Lieut. Hugh Jones and Lieut. Grant, both of the 96th Field Company, R.E., directed the operations, and escorts were found by the 10th R.B. and the 11th K.R.R.C. The enemy was very alert, and the right party under Lieut. Grant was unable to reach the German lines owing to the activity of hostile patrols. Eventually at 2.10 A.M. the charge was fired in on enemy sap, where it did considerable damage; the party then got away under heavy fire without casualties. Lieut. Hugh Jones with the left party reached the wire at 1.30 A.M. and placed the torpedoes in position. He attempted to fire them, but was delayed by a faulty fuze. Suddenly the enemy opened a heavy fire at point-blank range. Lieut. Hugh Jones was badly wounded, but he made another attempt to fire the charge and only when this also failed and two of his four men had been wounded did he withdraw. For his action on this occasion he was awarded the M.C.

Still with the idea of holding the enemy to his ground a demonstration was made on the 13th of October by the IIIrd and Indian Corps. On the 20th Division front the line of the 60th Brigade near Mauquissait was chosen as the scene of a feint attack in which the assaulting troops were to be represented by dummies.

During the preceding night a false parapet was built across a re-entrant in the line. At 7 A.M. on the 13th the Divisional Artillery opened fire, cutting the wire very effectively and shelling various points in rear of the German position. The intense bombardment which begun at 12.30 P.M. badly damaged the enemy’s front line, and one gun firing on certain of his trenches in enfilade is believed to have caused much loss to his troops as they manned the parapet. At the same time a smoke barrage was started along the whole of the 60th Brigade front. Boxes of free phosphorus had been put out during the night between the lines and these were fired electrically from the trenches, while catapults and trench mortars helped by throwing smoke bombs. The screen was very effective, and covered the front with a thick cloud for nearly two hours.

The 60th Brigade front line was at this time held by the 6th K.S.L.I. on the right, the 11th D.L.I. in the centre, and the 12th R.B. on the left.
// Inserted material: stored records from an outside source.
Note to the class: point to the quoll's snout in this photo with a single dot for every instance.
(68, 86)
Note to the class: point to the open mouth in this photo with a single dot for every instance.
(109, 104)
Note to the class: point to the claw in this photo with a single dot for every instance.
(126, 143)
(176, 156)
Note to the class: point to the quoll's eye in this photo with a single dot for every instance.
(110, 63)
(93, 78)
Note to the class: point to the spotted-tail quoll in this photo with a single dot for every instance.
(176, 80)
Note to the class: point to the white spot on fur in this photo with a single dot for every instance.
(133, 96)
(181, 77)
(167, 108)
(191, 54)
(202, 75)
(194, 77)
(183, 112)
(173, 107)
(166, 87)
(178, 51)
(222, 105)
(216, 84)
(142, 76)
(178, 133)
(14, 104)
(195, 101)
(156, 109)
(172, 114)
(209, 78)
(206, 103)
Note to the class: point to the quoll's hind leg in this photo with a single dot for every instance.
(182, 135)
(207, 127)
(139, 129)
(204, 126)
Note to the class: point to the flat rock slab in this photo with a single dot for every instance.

Two battalions—the D.L.I. and the R.B.—used dummies which were made of sacks stuffed with straw and clothed with old salvaged greatcoats and with caps either salvaged or else lent by the men.

On the front of the D.L.I. the smoke was too thick for the dummies to be seen except for the first few minutes, when they were effectively used.

Opposite the 12th R.B. on the left the smoke was not continually dense, and in the clearer intervals the dummies were a great success. They were stuck on bayonets, put over the parapet and then withdrawn; they were rolled over the parapet as if shot, and then pulled back by strings when the smoke became thick again; they were poked out of the sally ports, moved up and down n sap in front of the trenches and laid out in ditches in front so as to be just visible.

When the smoke barrage began the enemy opened heavy rifle and machine-gun fire which he kept up for half an hour. Judging from the intensity of this fire he must have been manning his parapet in strength. At the same time the enemy field guns and howitzers severely shelled our trenches, creating a barrage along the 60th Brigade front. Most of the shells seem to have fallen on the support trenches and on the old assembly places, for the 12th R.B. had only two casualties, and this they attribute to the fact that all men of this battalion were kept in the front trenches during the bombardment and none behind in support. The trench mortars also came in for fairly heavy shelling. One of the detachments had bad luck, for when the gun was being packed up the officer and two men were killed and the third man wounded by the last shell that the Germans fired in the course of these operations. Our bombardment ceased at 2.10 P.M. and by 2.45 all was quiet.